Thursday, January 2

Former US President Carter Dies at 100

The late US President Jimmy Carter, dies at 100, 29 December 2024 (LBJ Library photo)

Atlanta, USA— Former American President Jimmy Carter has died peacefully at the age of 100, according to a statement from the Carter Center released on Sunday.

“Jimmy Carter, 39th president of the United States and winner of the 2002 Nobel Peace Prize, died peacefully Sunday, Dec. 29, at his home in Plains, Georgia, surrounded by his family. He was 100, the longest-lived president in U.S. history,” the Center said.

The late president Carter did whatever he could to bring peace to the Palestinian people in their homeland during his four years in office and as an active, relentless peacemaker afterwards. He once said Israel’s policies amounted to an apartheid worse than South Africa’s.

“President Carter is survived by his children — Jack, Chip, Jeff, and Amy; 11 grandchildren; and 14 great-grandchildren.

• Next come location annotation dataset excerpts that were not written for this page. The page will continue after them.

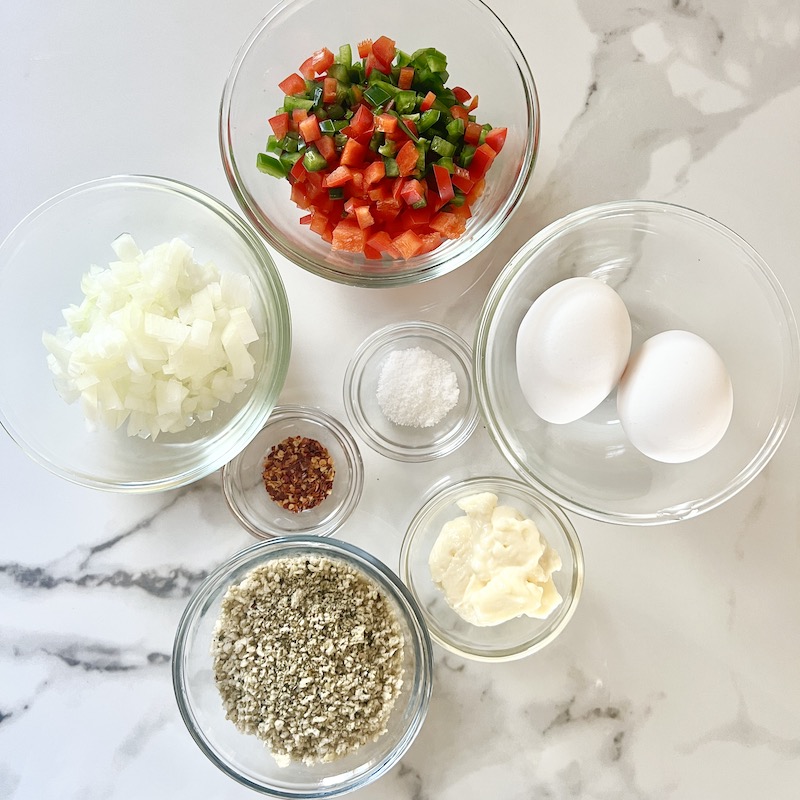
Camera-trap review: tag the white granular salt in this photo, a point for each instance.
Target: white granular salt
(416, 388)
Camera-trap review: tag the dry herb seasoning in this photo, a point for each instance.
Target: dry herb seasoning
(298, 473)
(308, 657)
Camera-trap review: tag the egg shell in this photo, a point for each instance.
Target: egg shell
(572, 347)
(675, 398)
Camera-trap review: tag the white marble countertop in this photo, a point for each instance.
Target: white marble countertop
(677, 677)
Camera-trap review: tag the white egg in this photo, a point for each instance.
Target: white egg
(572, 347)
(675, 398)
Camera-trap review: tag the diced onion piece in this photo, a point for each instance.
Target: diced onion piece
(158, 341)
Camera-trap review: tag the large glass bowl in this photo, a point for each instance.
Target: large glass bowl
(482, 57)
(243, 757)
(675, 269)
(41, 265)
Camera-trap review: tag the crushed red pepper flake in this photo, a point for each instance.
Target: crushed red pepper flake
(298, 473)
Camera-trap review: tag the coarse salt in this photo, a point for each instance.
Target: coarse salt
(416, 388)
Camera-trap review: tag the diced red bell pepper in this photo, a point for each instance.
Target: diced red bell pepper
(427, 101)
(327, 148)
(444, 185)
(382, 242)
(405, 78)
(413, 192)
(338, 177)
(364, 217)
(361, 122)
(408, 243)
(357, 186)
(449, 225)
(292, 84)
(319, 221)
(496, 138)
(352, 203)
(472, 133)
(418, 217)
(386, 210)
(430, 241)
(385, 123)
(481, 161)
(309, 129)
(280, 124)
(397, 187)
(381, 191)
(348, 236)
(298, 172)
(384, 50)
(407, 159)
(375, 172)
(353, 153)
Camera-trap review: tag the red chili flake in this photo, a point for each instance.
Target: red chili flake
(298, 473)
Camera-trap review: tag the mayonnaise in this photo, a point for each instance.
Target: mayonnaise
(493, 564)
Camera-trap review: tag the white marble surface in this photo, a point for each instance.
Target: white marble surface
(677, 677)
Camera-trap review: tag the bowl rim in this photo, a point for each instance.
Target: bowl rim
(447, 491)
(268, 271)
(364, 352)
(346, 441)
(417, 274)
(376, 570)
(791, 385)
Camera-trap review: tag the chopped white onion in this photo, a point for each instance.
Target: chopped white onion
(158, 341)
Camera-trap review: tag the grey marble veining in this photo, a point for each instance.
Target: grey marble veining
(676, 679)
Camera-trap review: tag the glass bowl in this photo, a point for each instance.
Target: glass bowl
(288, 35)
(42, 262)
(675, 269)
(405, 442)
(515, 638)
(247, 497)
(243, 757)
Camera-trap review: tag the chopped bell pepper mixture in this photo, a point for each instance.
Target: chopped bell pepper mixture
(385, 158)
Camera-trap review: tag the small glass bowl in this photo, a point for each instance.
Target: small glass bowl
(247, 496)
(518, 637)
(243, 757)
(42, 262)
(401, 442)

He was preceded in death by his beloved wife, Rosalynn, and one grandchild,” it added.

“My father was a hero, not only to me but to everyone who believes in peace, human rights, and unselfish love,” said Chip Carter, the former president’s son as quoted by the Carter Center.

“My brothers, sister, and I shared him with the rest of the world through these common beliefs. The world is our family because of the way he brought people together, and we thank you for honoring his memory by continuing to live these shared beliefs,” Chip Carter said.

There will be public observances in Atlanta and Washington, D.C., followed by a private interment in Plains, Georgia. The final arrangements for President Carter’s state funeral, including all public events and motorcade routes, are still pending. 

He spent precious time at the White House trying to find a lasting peace for the Palestinian people whose rights have been denied by the Zionist state, which is continuing today an unprecedented genocide against them in Gaza.

President Carter came under tremendous pressure and so much criticism from the Zionist lobby in the United States America for telling the truth and voicing concern as to the disastrous state in which Palestinians were living and the denial of their rights as a people under foreign occupation.

However, he had never given up speaking out against Israeli apartheid policies in occupied Palestine or, in that matter, comprised his humanitarian principles and faith.

In remarks broadcasted over radio in November 2006, focusing on his use of the word “Apartheid” in the title of his book “Palestine: Peace Not Apartheid”, President Carter said that Israel’s policies amounted to an apartheid worse than South Africa’s:

“When Israel does occupy this territory deep within the West Bank, and connects the 200-or-so settlements with each other, with a road, and then prohibits the Palestinians from using that road, or in many cases even crossing the road, this perpetrates even worse instances of apartness, or apartheid, than we witnessed even in South Africa.”